Me incluyo entre esos muchos, porque sin ser un gran aficionado al flamenco rock o a la fusión del blues y el rock con el arte gitano, disfruto a menudo de un disco cuya escucha pasa volando y te deja con una gran sonrisa de admiración y satisfacción en el rostro cuando ha terminado. Y todo ello es culpa, principalmente, de la música de dos guitarras entrelazadas y absolutamente desbocadas, de las que emana a borbotones el intenso mestizaje de una música que proviene, a partes iguales, los oscuros callejones de su Sevilla, y de las icónicas carreteras de la ruta 66 y las fértiles orillas del Mississipi.

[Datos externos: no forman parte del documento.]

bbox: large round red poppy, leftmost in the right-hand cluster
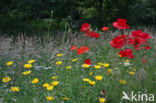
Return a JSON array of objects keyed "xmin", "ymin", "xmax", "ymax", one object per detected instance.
[{"xmin": 110, "ymin": 34, "xmax": 127, "ymax": 49}]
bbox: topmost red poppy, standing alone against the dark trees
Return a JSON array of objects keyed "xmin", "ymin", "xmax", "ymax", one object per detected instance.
[{"xmin": 113, "ymin": 18, "xmax": 130, "ymax": 29}]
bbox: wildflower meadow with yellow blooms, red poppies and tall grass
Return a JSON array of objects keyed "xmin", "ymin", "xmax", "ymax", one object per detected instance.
[{"xmin": 0, "ymin": 18, "xmax": 156, "ymax": 103}]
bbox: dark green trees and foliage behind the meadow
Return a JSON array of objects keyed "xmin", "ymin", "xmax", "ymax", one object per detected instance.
[{"xmin": 0, "ymin": 0, "xmax": 156, "ymax": 32}]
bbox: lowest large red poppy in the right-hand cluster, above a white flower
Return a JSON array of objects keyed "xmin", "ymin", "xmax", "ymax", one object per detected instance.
[{"xmin": 118, "ymin": 49, "xmax": 134, "ymax": 59}]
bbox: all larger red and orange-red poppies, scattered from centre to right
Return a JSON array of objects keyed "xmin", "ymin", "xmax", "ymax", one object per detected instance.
[{"xmin": 70, "ymin": 18, "xmax": 151, "ymax": 59}]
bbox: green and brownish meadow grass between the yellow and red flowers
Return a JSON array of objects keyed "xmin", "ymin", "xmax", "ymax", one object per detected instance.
[{"xmin": 0, "ymin": 31, "xmax": 156, "ymax": 103}]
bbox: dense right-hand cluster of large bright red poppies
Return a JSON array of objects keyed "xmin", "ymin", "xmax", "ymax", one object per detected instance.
[{"xmin": 110, "ymin": 18, "xmax": 151, "ymax": 59}]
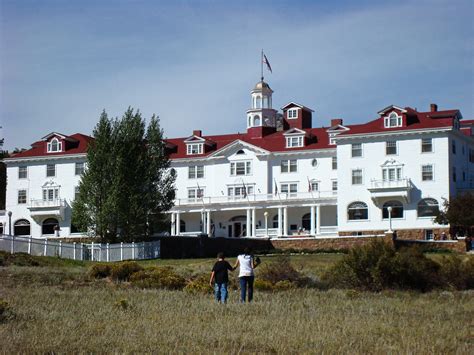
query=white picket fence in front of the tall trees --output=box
[0,235,160,261]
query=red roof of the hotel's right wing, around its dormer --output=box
[340,107,459,136]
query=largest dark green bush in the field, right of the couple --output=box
[323,240,440,292]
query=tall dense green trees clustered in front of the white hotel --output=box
[72,108,175,241]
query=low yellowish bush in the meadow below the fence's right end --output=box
[130,267,186,290]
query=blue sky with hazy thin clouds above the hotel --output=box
[0,0,474,150]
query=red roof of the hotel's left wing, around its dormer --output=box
[10,133,94,159]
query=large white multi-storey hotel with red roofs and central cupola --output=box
[1,80,474,239]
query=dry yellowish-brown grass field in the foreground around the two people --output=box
[0,254,474,354]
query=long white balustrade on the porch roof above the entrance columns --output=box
[175,191,337,206]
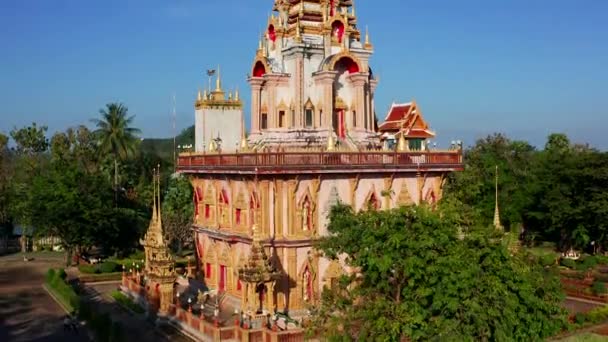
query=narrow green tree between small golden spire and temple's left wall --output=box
[162,176,194,253]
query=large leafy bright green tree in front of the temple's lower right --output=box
[314,202,564,341]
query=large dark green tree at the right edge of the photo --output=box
[524,134,608,250]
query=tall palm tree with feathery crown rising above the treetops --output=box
[92,103,141,198]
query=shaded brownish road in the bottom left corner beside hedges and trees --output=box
[0,255,88,342]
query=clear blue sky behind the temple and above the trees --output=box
[0,0,608,149]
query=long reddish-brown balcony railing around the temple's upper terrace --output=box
[177,150,462,173]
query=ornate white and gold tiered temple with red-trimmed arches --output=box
[178,0,463,326]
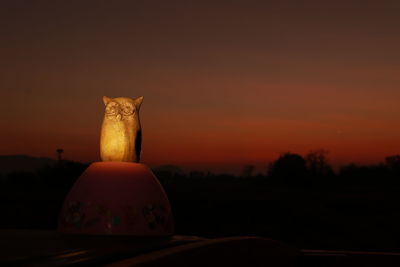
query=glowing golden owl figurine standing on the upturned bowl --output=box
[100,96,143,162]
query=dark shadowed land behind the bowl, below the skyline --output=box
[0,156,400,266]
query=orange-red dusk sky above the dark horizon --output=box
[0,0,400,174]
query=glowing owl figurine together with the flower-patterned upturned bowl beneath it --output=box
[58,97,173,236]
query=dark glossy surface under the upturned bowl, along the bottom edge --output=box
[0,229,400,267]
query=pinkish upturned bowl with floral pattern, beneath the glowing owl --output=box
[58,162,174,236]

Las letras son por momentos afiladas y ocurrentes, como en la certera postal del extrarradio y la mala vida que es Ratitas Divinas, pero no pasan de ser un acompañamiento a las auténticas protagonistas del disco: Las guitarras, descarriladas e imparables, dibujando paisajes llenos de energía y colorido, en una enorme demostración de descaro y poderío callejero. Por eso no se echan en falta los versos, en instrumentales de la talla de Morao Mellizo o La Pata Negra. No es que sobren las palabras, es que es difícil cantarlas al unísono cuando te has quedado literalmente boquiabierto.
Habrá voces, más entendidas en la materia, que prefieran discos más trabajados y producidos como el célebre Blues de la frontera’ (1987), pero yo lo tengo muy claro. No llego a tanto, y la frontera para mí queda demasiado lejos. Prefiero perderme en los serpenteantes callejones de una obra tan intrincada como directa, tan desnuda como exuberante. Yo no me subo todavía, yo me quedo en la calle, que aún es pronto para recogerse, y me parece oír unas guitarras a lo lejos.